Dalam pernikahan, Allah
memberikan rahmah berupa anak. Anak adalah amanah dari Allah yang harus kita
jaga. Yang namanya amanah, suatu saat bisa diambil dan suatu saat wajib
dikembalikan. Ketika kita mengembalikan sesuatu kepada pemiliknya, maka sudah
selayaknya lah kita mengembalikan dalam keadaan sebaik-baiknya.
Mendidik anak sudah
dimulai dari bahkan sebelum kita menikah. Bagaimana caranya? Dengan berusaha
terus memperbaiki diri dan mendekatkan diri kepada Allah setiap harinya. Bagaimana
kita bisa mendidik anak dengan baik jika kita tidak membekali diri kita dengan
baik. Maka memperbaiki diri adalah sebuah keharusan.
Seperti kata orang,
wanita adalah akar dari sebuah generasi. Jadilah sebaikbaiknya diri kita untuk
mempersiapkan diri menjadi guru pertama bagi anak-anak kita nanti. Semoga
dengan usaha memperbaiki diri ini, kita nantinya dipertemukan pula dengan
seorang laki-laki yang baik dan siap membimbing kita sekeluarga menuju jannah.
Jika nantinya menjadi
orang tua, saya akan menanamkan kecintaan kepada Allah sejak kecil.
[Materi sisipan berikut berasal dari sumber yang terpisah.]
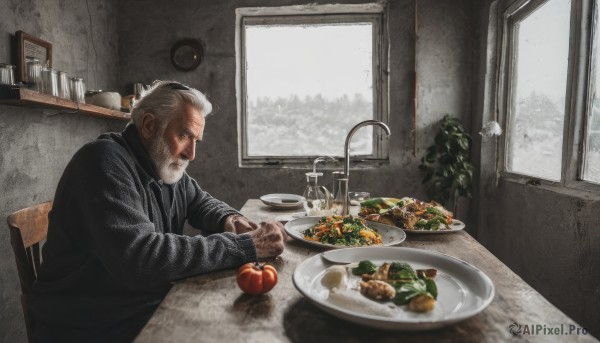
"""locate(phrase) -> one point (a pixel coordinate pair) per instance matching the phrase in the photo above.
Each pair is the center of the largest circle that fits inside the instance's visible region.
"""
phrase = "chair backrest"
(28, 227)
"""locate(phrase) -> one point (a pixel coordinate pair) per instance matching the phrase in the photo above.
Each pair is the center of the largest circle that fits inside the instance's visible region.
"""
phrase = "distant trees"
(313, 125)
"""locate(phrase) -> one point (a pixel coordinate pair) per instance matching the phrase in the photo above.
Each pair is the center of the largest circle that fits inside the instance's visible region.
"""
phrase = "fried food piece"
(421, 303)
(335, 276)
(377, 289)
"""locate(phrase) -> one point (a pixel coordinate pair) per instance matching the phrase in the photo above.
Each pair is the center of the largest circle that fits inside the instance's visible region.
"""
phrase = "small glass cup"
(77, 90)
(7, 74)
(355, 199)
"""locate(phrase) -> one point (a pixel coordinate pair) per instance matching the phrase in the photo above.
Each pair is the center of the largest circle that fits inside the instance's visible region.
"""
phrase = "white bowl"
(110, 100)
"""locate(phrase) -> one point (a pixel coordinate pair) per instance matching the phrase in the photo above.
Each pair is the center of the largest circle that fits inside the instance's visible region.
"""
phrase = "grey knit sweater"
(114, 243)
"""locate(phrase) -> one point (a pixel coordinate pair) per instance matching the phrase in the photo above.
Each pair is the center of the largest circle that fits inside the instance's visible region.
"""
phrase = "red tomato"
(256, 279)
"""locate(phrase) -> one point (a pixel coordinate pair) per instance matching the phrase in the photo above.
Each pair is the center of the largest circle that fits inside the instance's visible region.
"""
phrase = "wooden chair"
(28, 227)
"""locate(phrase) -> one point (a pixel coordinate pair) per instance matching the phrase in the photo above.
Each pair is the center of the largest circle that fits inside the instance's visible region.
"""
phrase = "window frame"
(577, 93)
(316, 14)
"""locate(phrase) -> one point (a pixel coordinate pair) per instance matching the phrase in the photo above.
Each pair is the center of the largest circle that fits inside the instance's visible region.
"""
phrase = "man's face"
(172, 148)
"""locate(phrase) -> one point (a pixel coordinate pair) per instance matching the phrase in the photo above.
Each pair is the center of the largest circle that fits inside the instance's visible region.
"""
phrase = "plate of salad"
(343, 232)
(411, 289)
(410, 214)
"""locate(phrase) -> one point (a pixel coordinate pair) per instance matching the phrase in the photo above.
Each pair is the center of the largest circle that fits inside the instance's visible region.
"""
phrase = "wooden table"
(211, 308)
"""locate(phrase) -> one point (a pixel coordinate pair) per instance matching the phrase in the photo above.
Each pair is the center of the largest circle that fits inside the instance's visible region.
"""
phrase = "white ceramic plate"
(280, 200)
(456, 225)
(463, 290)
(390, 235)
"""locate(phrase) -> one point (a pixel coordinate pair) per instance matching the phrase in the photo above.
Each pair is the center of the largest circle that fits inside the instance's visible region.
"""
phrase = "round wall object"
(186, 54)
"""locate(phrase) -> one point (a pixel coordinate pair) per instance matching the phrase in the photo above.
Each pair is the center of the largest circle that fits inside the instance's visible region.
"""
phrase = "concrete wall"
(36, 144)
(548, 236)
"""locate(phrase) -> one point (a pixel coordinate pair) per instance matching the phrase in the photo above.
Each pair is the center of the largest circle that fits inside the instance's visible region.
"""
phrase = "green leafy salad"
(400, 283)
(342, 230)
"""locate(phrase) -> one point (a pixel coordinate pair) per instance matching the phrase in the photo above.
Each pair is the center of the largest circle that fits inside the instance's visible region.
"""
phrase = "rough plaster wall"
(551, 239)
(35, 145)
(144, 53)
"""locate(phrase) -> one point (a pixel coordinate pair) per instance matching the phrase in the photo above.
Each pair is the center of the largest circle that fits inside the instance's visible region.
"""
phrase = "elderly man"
(115, 239)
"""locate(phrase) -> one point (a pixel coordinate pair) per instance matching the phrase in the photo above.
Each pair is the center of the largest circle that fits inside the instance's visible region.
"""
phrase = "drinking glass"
(7, 74)
(355, 199)
(50, 80)
(77, 90)
(34, 75)
(64, 85)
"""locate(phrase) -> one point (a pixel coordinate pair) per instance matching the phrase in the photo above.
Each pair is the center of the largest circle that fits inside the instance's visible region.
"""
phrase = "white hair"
(164, 99)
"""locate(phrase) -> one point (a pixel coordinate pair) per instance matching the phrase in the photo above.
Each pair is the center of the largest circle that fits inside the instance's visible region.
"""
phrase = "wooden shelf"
(19, 96)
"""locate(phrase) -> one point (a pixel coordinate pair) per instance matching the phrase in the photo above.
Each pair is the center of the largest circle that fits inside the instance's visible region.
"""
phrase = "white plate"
(390, 235)
(280, 200)
(463, 290)
(456, 225)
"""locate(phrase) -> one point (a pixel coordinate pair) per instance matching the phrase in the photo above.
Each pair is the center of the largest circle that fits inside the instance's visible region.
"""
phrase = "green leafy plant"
(446, 163)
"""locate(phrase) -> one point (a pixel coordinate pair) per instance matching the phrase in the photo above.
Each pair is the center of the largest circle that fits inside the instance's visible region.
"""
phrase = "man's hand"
(238, 224)
(269, 239)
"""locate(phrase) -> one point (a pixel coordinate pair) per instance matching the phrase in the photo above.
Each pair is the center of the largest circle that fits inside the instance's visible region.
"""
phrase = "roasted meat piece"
(377, 289)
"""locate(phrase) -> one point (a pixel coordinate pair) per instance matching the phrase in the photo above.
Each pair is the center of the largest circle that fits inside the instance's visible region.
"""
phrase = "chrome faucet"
(345, 207)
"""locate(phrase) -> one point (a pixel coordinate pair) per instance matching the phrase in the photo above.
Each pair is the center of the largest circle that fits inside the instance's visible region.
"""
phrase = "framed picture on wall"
(30, 47)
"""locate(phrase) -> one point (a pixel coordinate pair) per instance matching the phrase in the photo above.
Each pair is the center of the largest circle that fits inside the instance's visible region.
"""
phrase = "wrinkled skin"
(269, 237)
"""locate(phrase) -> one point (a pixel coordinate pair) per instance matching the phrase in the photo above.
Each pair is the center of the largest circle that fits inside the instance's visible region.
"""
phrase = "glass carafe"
(317, 199)
(340, 193)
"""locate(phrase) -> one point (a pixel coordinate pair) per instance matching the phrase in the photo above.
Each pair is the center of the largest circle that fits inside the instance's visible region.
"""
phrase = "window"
(305, 81)
(551, 110)
(591, 170)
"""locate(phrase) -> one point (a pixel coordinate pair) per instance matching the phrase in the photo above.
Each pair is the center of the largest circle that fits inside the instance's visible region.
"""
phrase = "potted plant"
(446, 163)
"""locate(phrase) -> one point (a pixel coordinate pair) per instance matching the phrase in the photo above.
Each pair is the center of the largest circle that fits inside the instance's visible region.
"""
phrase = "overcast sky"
(543, 50)
(308, 60)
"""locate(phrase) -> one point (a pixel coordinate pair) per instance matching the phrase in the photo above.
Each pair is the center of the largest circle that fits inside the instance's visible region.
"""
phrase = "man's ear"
(149, 126)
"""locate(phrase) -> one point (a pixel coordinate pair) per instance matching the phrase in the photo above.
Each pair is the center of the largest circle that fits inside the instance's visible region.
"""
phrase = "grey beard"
(170, 169)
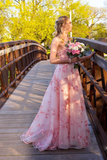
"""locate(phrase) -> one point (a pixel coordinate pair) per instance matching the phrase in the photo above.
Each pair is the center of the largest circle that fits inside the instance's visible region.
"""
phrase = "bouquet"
(76, 49)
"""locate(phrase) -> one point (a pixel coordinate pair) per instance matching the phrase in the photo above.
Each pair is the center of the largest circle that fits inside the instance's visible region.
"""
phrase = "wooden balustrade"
(93, 73)
(15, 58)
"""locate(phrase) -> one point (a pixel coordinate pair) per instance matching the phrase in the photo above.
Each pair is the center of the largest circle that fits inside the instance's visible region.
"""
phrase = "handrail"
(92, 69)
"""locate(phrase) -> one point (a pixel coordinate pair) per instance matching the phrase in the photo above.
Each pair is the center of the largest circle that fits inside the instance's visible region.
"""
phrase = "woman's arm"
(56, 60)
(86, 57)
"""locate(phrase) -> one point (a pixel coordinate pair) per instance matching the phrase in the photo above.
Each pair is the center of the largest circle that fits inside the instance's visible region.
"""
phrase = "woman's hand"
(92, 53)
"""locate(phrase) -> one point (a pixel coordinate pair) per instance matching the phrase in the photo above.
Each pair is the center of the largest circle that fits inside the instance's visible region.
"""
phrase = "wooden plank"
(98, 45)
(99, 60)
(96, 84)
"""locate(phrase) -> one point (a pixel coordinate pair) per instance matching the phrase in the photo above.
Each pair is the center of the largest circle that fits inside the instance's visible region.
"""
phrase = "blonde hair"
(58, 25)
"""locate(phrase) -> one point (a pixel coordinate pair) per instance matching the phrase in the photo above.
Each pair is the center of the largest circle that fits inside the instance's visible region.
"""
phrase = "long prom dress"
(61, 121)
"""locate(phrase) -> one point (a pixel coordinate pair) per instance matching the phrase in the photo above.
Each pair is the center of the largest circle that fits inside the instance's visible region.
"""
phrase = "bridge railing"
(15, 58)
(93, 73)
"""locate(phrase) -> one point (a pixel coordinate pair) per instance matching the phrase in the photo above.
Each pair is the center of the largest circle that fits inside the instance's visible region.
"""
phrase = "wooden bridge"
(25, 73)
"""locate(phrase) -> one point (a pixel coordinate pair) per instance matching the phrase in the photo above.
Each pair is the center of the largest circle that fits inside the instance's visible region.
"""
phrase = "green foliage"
(35, 20)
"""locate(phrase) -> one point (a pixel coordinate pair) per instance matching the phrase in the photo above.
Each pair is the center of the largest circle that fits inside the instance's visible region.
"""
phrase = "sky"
(96, 3)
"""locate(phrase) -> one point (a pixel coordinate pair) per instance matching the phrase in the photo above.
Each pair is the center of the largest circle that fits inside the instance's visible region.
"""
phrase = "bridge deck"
(19, 111)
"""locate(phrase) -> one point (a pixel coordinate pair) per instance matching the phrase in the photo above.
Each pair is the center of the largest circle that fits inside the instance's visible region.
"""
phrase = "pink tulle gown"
(61, 121)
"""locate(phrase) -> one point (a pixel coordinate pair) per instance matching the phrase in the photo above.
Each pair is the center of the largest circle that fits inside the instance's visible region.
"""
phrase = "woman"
(61, 121)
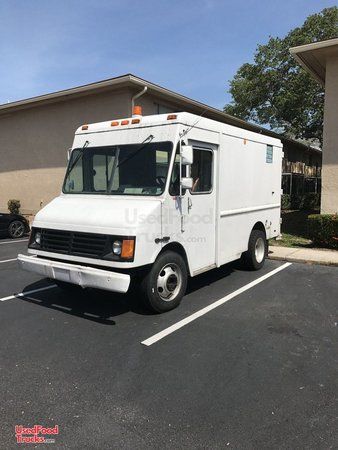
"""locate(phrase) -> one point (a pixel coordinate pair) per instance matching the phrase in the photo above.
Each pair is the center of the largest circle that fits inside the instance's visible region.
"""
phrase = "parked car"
(13, 225)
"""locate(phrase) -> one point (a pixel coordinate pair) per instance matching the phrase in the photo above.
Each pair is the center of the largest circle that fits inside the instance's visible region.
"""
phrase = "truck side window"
(201, 171)
(174, 187)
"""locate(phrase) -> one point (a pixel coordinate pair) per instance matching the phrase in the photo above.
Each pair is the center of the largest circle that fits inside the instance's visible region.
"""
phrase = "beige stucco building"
(36, 133)
(321, 60)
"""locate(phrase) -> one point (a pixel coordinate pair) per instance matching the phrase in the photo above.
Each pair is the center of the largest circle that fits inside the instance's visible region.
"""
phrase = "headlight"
(37, 238)
(117, 247)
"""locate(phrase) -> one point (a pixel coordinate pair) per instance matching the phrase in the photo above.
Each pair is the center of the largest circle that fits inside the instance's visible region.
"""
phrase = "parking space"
(257, 371)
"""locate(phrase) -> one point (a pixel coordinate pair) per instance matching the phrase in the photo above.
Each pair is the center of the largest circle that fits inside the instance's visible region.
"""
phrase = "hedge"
(323, 230)
(14, 206)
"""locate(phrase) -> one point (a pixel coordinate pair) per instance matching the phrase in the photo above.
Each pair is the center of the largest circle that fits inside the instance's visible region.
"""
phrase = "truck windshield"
(137, 169)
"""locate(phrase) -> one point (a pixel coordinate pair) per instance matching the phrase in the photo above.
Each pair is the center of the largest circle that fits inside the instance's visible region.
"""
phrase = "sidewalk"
(304, 255)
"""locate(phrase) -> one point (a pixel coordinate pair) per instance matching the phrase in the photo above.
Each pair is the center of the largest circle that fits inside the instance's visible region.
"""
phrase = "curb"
(303, 261)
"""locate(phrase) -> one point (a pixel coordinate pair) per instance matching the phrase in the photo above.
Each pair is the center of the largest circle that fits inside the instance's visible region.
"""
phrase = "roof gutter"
(136, 96)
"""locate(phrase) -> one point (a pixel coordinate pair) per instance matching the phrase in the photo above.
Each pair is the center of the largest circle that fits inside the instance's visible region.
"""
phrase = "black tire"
(16, 229)
(165, 284)
(254, 258)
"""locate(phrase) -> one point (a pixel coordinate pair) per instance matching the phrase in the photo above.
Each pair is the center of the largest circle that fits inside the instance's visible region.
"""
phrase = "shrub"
(14, 206)
(323, 229)
(310, 201)
(286, 201)
(296, 201)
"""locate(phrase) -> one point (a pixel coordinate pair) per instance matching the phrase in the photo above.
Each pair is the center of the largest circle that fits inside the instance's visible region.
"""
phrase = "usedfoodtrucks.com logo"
(35, 435)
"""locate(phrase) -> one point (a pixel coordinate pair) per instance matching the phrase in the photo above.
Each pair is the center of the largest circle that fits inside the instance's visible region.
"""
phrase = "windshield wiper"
(145, 142)
(71, 166)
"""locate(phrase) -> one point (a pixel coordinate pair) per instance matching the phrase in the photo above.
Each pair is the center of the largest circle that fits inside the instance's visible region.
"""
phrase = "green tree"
(275, 90)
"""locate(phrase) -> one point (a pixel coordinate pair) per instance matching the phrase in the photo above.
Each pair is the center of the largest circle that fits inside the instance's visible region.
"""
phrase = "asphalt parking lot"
(259, 371)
Saya ingin
anak kami nanti di setiap langkah yang ia ambil akan selalu ingat dan berserah
diri kepada Allah.Saya rasa ini akan menjadi tugas yang berat bagi saya dan
suami saya (nanti) sebagai orang tua mengingat perkembangan dunia dan pergaulan
yang semakin bebas saat ini.
Saat ini perkembangan
segala aspek kehidupan mendorong banyak orang tua jauh lebih resah seandainya
mereka meninggal dunia, anak cucunya hendak makan apa daripada jika mereka
meninggal dunia, anak cucunya hendak menyembah siapa.
Apakah ketika meninggal
dunia nanti, anaknya tetap akan menyembah Allah, atau jangan-jangan harta lah
yang diagungkan, jabatan lah yang dielu-elukan, dan kesenangan dunia lah yang
dia tuhankan?
Maka dari itu, saya
meyakini bahwa kegagalan itu bukan ketika orang tua berhasil dalam karir tetapi
anaknya memilih hidup sederhana dengan jalannya sendiri. Bukanlah kegagalan
sepanjang anak-anaknya tahu tujuan hidupnya dan punya komitmen yang kuat
terhadap agamanya.
Kegagalan adalah ketika
anak berhasil melebihi keberhasilan orang tua, tetapi jiwanya gersang, hatinya
rapuh, dan iman hampir tak terlihat bekasnya, bahkan telah hilang dari dalam
dirinya.
Wahai Dzat Yang Maha Membolak-balikkan Hati,
teguhkanlah hati kami di atas agama Mu
Dan Ibrahim telah
mewasiatkan ucapan itu kepada anak-anaknya, demikian pula Ya'qub. (Ibrahim
berkata): “Hai anak-anakku! Sesungguhnya Allah telah memilih agama ini bagimu,
maka janganlah kamu mati kecuali dalam memeluk agama Islam (QS. Al Baqarah:
132)
Ya Tuhanku, jadikanlah
aku dan anak cucuku orang-orang yang tetap mendirikan shalat, ya Tuhan kami,
perkenankanlah doaku. (QS. Ibrahim: 40)
Dan (ingatlah) ketika
Luqman berkata kepada anaknya, di waktu ia memberi pelajaran kepadanya: Hai
anakku, janganlah kamu mempersekutukan Allah, sesungguhnya mempersekutukan
(Allah) adalah benar-benar kezaliman yang besar. (QS. Luqman: 14)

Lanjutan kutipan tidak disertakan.